There are many examples where the above areas have been pursued with success or failure. In all likelihood, these are the sorts of developments that will still be debated for another decade as they evolve. But there is also innovation that can be implemented quickly and with fast payoffs. The Volkswagen Group has demonstrated a number of these with a focus on shifting more volume onto rail and multimodal transport flows, as well as reducing holding times.

The group is proving that it can meet its logistics targets, including reducing emissions and order-to-deliver cycles, as well as it can meet sales targets. Andrea Eck, general manager for outbound, describes the successful application of new concepts (p22) which include the introduction 2 of ‘regional hubs’ where the group aggregates vehicles into block trains or full truckloads. With cars held at these stations for a matter of hours before shipping, the hubs are as close to a crossdock as anything that exists in the outbound sphere. Their rollout across Europe is helping to improve fill rates and move more vehicles by rail. While mindful of the increasing complexity of the group’s distribution network, Volkswagen seems willing to apply methods in its vehicle logistics that might still be in the conceptual phase for other OEMs.
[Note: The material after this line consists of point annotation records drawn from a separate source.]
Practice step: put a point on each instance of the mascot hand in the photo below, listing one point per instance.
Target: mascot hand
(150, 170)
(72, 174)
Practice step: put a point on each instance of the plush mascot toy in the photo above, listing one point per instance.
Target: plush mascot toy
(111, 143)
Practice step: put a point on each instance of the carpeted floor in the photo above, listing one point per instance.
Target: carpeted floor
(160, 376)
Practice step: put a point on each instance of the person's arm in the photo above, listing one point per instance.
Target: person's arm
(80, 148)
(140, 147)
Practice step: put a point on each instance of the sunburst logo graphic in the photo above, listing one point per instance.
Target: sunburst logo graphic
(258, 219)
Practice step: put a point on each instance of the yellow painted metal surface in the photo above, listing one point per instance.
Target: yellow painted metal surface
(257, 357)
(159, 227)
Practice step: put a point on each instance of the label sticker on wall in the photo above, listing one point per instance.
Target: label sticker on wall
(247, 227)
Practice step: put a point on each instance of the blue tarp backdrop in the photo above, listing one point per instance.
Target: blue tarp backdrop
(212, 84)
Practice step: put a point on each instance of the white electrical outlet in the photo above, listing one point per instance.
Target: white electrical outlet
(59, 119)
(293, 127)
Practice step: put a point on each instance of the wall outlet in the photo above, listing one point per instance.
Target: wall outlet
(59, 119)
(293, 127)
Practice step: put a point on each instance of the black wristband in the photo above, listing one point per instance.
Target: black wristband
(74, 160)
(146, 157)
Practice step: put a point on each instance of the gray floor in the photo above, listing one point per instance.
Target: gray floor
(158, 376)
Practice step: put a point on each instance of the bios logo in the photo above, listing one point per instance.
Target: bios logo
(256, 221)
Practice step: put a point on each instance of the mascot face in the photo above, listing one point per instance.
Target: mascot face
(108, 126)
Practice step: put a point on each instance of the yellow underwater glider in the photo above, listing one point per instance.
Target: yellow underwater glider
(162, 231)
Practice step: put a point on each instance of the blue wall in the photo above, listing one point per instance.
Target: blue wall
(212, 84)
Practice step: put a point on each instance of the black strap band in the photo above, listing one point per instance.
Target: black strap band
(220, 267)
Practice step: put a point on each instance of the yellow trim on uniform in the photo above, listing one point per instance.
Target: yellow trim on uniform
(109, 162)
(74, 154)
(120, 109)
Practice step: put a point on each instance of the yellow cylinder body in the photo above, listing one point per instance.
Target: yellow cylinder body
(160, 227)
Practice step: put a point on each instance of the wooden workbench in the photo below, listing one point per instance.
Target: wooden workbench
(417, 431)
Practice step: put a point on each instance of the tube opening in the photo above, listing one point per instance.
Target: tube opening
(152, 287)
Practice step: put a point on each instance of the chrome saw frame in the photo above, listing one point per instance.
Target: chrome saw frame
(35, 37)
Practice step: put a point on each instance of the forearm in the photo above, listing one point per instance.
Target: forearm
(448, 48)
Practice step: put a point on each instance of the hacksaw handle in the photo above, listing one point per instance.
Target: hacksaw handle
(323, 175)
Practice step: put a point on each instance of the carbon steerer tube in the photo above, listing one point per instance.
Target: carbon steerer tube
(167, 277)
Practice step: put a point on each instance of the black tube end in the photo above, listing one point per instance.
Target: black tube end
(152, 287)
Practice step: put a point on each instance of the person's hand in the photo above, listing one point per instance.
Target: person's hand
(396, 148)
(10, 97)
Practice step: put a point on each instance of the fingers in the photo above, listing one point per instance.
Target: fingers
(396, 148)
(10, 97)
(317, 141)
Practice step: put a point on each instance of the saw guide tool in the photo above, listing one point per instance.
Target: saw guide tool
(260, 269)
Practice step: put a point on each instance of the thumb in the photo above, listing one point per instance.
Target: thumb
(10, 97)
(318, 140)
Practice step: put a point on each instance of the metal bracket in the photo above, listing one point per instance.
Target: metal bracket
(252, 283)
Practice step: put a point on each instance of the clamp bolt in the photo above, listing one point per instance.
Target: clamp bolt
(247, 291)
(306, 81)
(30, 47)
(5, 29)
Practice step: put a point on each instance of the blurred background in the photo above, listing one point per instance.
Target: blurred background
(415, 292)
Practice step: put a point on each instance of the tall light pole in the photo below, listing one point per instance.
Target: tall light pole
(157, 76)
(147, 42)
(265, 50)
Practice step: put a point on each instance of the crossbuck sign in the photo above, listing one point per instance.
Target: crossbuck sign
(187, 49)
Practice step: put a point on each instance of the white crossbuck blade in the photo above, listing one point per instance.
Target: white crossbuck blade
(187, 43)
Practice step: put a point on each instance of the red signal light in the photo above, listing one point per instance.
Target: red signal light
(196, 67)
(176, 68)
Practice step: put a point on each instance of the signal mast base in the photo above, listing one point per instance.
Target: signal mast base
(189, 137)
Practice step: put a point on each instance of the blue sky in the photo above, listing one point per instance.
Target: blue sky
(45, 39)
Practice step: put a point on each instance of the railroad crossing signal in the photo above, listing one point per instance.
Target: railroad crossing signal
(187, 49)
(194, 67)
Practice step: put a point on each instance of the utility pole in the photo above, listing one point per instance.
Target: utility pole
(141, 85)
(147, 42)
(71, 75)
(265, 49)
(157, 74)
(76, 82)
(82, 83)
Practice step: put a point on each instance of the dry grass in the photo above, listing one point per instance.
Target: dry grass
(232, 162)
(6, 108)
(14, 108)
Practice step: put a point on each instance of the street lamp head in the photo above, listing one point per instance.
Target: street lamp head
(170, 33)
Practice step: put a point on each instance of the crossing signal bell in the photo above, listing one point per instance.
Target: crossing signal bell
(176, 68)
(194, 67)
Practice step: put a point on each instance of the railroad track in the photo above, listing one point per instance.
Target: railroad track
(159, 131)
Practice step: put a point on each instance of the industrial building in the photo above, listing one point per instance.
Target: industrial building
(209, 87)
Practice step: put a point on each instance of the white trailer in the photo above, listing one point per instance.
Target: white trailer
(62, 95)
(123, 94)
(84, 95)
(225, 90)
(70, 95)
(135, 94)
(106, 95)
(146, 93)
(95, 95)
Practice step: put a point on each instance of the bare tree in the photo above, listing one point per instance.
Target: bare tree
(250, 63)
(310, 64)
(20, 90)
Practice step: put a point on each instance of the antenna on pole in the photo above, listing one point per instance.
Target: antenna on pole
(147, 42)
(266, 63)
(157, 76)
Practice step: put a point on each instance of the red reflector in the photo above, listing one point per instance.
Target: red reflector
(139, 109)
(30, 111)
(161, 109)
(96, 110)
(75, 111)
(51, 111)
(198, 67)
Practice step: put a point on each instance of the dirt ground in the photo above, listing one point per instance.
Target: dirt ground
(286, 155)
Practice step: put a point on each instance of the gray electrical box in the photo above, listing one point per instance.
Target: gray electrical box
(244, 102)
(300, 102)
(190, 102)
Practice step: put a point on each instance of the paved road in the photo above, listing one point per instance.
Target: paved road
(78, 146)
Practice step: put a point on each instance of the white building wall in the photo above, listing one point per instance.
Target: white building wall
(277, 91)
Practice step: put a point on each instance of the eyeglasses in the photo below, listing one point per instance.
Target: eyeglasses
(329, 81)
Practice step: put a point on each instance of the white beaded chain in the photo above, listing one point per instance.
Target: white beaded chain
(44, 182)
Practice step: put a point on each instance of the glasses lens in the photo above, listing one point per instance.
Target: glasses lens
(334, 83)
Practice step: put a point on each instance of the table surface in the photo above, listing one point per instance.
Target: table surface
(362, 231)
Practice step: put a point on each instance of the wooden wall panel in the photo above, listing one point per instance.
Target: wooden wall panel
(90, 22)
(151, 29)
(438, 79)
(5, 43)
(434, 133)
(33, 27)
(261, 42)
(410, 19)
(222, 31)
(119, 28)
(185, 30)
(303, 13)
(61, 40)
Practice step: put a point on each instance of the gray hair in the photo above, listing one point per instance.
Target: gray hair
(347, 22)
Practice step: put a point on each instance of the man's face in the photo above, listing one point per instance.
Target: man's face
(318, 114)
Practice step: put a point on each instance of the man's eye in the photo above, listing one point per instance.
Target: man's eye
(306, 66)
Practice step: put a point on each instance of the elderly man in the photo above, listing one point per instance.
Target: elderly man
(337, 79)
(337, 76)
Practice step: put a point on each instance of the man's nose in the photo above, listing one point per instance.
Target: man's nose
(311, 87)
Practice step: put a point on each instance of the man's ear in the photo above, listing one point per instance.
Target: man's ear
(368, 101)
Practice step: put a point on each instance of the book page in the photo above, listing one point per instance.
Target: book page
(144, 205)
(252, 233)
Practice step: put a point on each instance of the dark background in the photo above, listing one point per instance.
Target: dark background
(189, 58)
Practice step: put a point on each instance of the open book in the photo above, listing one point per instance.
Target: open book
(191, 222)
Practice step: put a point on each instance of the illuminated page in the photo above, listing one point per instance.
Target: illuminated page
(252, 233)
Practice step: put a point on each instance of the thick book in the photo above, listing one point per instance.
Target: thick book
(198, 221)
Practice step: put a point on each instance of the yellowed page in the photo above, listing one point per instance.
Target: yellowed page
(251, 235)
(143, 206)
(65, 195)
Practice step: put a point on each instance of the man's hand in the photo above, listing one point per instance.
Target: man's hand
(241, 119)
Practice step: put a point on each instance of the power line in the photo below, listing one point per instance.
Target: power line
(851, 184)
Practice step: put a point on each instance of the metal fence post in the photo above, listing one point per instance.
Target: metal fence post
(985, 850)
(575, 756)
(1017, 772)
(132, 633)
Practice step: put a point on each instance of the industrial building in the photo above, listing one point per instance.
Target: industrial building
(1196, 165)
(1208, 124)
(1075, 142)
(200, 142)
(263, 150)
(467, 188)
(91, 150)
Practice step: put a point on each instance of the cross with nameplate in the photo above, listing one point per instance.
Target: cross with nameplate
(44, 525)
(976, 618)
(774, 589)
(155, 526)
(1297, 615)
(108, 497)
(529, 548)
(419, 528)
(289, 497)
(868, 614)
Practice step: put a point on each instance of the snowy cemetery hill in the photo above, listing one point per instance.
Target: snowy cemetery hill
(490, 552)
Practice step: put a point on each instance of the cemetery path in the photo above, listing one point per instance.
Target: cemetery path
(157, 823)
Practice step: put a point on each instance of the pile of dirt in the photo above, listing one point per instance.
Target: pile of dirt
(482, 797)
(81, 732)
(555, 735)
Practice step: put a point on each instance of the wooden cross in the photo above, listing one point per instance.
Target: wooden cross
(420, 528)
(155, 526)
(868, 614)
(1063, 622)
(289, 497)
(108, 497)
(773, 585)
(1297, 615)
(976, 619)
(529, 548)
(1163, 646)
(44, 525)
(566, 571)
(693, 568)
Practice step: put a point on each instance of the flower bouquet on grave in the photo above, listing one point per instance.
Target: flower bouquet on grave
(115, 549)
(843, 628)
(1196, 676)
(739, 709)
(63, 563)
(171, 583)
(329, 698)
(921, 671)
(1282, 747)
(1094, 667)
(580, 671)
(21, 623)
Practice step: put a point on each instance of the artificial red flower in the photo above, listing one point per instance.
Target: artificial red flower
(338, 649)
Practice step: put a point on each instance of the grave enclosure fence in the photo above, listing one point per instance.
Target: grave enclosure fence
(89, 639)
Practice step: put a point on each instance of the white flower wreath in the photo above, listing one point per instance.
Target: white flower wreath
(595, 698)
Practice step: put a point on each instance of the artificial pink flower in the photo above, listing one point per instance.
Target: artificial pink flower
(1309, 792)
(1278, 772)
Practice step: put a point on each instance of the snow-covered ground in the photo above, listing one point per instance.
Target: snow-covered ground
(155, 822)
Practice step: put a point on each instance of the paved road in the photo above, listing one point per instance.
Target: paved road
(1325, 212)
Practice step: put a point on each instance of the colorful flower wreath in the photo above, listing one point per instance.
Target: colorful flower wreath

Is the group really that far ahead? Perhaps it’s the momentary shine that shimmers on the day’s most successful companies; or the perception of highly efficient and wellengineered German planning (a stereotype that oft-late German passenger trains disprove if you spend enough time in the country – it’s the Swiss trains that are never late). Nevertheless, the group is, at least in Europe, taking the lead in putting new ideas into practice. The good news is that these are ideas that the entire industry can apply.